At an Erskine Park development in western Sydney Australand looked at installing solar panels for energy generation but opted instead for a co-generation plant and split the costs with the tenant.
“It wasn’t economical to use solar. We can’t use all the heat from the co-gen so we allow it to dissipate. It is still quite a good result,” says Otter.
“Solar will become more viable. At the moment the main issue is the weight and the capital cost. Suction because of the large roof space and wind factors are also a problem.”
Paul O’Brien, general manager, Investa Land Victoria, says clients are definitely cost driven and while this may dictate how far developers can go with sustainable features, Investa is pushing the envelope as far as it can.
“You have to be careful not to impose costs on industrial clients but we are looking at all the areas where we can do more,” says O’Brien.
Investa is actively involved in water-sensitive urban design in its industrial projects, particularly where they are located close to residential areas or wetlands.
O’Brien believes there is enormous potential for more re-use of the water running off the roofs of industrial developments but regulatory changes would be needed before it can be put back into the water system.
“Zinc and other materials come off industrial roofs so we treat this near the entry point to the retarding basin.”
Another area where developers could do more was to use more recyclable materials. This includes metal rather than pre-cast structures. The fire rating varies for pre-cast and metal with more set-back from perimeters required for metal so more land may be required if metal is used.
“We are looking at whether it is more economically viable to buy more land and use more renewable materials. You could build the same size builiding but it is cheaper with metal.” Says O’Brien.
Victor Georos, GPT’s head of industrial and business parks, says a key factor in making an industrial project sustainable is locating it near major transport infrastructure and other industrial operators. This ensures supply chain efficiency and economies of scale.

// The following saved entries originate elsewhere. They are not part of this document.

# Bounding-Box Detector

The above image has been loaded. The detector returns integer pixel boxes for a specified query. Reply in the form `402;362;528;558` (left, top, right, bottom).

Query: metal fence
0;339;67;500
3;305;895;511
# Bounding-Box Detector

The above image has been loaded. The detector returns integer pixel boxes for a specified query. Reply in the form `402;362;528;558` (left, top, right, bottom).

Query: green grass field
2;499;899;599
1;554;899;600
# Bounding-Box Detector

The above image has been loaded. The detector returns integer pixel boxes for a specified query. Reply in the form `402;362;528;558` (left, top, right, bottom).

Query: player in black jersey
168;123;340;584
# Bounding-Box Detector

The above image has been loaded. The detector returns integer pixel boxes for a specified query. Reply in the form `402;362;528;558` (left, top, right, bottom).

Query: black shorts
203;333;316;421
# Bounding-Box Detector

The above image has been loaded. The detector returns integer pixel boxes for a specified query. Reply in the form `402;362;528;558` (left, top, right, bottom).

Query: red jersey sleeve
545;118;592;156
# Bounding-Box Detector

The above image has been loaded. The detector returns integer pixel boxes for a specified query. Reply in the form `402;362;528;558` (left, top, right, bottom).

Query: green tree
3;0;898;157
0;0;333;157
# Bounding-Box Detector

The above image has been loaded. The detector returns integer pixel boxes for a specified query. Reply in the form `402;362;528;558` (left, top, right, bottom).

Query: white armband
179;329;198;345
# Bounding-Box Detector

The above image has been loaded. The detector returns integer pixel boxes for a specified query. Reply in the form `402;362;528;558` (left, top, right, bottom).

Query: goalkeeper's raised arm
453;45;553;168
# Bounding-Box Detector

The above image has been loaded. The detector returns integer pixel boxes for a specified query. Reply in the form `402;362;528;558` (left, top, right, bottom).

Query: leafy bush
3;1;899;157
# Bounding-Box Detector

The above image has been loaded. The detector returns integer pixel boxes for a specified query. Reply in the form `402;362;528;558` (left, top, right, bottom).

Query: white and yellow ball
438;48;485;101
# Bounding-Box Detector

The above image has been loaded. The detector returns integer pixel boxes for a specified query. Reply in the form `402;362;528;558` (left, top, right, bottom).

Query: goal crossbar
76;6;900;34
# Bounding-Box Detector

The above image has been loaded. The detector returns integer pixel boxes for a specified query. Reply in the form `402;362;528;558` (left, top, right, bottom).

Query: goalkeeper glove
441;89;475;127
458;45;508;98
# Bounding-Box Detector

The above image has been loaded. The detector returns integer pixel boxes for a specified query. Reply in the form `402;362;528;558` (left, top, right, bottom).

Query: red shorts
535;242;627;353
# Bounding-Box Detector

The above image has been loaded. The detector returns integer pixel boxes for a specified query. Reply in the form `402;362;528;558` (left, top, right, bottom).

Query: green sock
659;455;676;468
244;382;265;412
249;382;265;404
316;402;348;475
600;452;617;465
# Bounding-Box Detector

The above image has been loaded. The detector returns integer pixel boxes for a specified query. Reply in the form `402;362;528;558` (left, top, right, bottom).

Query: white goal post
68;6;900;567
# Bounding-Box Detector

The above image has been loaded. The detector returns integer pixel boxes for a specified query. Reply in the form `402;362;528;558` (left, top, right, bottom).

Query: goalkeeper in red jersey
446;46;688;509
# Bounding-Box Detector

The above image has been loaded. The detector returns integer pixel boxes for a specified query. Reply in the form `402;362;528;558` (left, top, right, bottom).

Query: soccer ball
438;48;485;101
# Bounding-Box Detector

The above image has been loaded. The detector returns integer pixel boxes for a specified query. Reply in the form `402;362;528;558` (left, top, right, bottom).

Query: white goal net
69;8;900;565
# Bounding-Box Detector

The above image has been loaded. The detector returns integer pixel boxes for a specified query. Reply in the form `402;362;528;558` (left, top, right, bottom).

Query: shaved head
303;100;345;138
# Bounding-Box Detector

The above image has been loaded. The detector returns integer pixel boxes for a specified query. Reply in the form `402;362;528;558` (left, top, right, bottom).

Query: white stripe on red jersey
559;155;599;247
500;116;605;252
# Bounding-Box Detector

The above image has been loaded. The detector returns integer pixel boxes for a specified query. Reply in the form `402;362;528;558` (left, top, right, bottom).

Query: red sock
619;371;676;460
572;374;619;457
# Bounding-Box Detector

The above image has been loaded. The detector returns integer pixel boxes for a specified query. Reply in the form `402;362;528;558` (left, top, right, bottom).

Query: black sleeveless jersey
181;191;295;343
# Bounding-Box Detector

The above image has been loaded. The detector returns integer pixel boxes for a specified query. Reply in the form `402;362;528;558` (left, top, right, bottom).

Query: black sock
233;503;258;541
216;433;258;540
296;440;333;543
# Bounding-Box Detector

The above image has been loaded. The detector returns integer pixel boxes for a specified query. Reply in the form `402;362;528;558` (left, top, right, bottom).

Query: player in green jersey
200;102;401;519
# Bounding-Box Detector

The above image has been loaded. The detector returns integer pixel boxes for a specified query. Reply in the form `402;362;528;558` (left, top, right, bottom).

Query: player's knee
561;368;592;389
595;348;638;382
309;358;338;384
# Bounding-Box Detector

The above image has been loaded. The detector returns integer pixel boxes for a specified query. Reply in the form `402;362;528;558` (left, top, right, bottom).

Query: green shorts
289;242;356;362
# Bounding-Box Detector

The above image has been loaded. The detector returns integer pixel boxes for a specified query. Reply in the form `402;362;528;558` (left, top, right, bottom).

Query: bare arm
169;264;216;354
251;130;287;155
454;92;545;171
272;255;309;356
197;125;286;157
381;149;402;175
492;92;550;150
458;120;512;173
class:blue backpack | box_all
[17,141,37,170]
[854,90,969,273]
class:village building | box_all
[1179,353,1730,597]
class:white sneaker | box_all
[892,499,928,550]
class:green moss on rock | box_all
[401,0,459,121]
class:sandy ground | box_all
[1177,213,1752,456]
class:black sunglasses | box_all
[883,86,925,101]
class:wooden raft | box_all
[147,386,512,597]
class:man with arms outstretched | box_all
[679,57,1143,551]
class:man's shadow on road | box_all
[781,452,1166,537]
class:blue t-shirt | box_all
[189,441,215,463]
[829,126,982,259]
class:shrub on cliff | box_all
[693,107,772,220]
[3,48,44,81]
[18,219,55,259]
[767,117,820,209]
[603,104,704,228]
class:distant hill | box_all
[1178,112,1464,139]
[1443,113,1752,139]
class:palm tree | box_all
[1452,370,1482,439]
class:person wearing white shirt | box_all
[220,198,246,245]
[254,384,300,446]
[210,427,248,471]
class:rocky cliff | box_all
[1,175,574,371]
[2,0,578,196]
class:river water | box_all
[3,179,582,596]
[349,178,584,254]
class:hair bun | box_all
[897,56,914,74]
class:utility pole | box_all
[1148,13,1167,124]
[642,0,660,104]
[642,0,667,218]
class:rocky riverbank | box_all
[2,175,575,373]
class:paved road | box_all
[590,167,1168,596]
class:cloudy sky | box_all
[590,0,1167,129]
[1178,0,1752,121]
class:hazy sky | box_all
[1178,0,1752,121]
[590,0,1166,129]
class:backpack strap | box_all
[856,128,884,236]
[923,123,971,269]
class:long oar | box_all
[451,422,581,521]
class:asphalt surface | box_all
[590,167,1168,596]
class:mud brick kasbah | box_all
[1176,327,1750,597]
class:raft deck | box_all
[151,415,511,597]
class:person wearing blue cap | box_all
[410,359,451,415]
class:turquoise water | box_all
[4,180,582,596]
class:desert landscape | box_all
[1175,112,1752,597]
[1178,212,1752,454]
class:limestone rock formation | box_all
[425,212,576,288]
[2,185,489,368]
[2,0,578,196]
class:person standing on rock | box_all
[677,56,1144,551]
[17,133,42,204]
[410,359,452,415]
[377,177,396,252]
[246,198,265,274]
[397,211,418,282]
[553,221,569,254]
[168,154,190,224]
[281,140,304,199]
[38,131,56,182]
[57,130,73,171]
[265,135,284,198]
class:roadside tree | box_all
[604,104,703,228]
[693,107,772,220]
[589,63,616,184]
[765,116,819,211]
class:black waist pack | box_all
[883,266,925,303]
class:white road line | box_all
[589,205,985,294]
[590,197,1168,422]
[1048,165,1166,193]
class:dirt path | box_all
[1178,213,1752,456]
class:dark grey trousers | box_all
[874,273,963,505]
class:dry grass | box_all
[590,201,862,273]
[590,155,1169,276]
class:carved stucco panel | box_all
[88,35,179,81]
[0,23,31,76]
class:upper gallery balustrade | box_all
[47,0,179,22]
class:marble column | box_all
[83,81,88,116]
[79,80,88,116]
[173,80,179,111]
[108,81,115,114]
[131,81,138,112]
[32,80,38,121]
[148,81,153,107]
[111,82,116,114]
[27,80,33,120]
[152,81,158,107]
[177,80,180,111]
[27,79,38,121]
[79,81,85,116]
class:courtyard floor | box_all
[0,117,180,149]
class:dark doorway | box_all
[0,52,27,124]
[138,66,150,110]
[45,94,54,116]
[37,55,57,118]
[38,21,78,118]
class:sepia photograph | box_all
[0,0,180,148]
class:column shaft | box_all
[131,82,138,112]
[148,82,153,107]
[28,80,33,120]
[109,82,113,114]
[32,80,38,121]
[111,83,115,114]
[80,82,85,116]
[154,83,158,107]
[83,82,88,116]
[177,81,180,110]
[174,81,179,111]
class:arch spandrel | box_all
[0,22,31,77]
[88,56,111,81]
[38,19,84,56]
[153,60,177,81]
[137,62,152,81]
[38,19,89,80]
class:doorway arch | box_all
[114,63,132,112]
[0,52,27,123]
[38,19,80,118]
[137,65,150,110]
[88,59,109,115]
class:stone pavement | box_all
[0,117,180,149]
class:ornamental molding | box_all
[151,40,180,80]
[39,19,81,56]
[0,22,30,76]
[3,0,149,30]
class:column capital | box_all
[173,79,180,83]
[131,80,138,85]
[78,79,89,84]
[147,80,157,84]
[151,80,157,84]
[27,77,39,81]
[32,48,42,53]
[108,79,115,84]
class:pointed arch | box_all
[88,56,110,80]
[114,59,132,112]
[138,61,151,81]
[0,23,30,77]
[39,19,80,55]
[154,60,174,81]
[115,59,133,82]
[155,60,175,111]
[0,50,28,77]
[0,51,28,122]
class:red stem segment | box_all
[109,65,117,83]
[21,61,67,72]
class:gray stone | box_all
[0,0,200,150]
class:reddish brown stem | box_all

“The hub and spoke principal is very important,” says Georos. “ At Somerton we secured a national distribution centre for Coles about three years ago. Master Foods is across the road as well as Kraft Foods and Woolworths. Coles provides the hub for the others.”
Features that clients expect include energy efficient lighting with zoning and sensors, transluscent roofing and water tanks for water re-use.
“Tenants are driven mainly by cost but for us it is about future proofing our buildings so we have the most energy efficient lights, water detention tanks and more recyclable materials as a minimum.
“Clients may say they want to be highly sustainable but cost wise it’s hard to get co-gen or tri-gen off the ground.”
Solar will be the next big thing, says Georos. “It is getting cheaper and more efficient and it will not be long before the whole roof is used for solar panels. To ensure we’re ready for that we are strengthening roofs so that they can carry solar panels in the future. We’re also making sure the buildings are oriented correctly to capture the optimum amount of sun.”
But it is the pricing of carbon that will really transform the way industrial buildings are used and constructed.
“Carbon pricing will affect the cost of buildings and it will be a big influence in planning and design. Developers are taking the lead in sustainability and once we understand the consequences of carbon pricing we will be able to plan better and to introduce sustainable options that are part of the base building. If a carbon tax is brought in the whole solar equation, for example, could change overnight,” says Georos.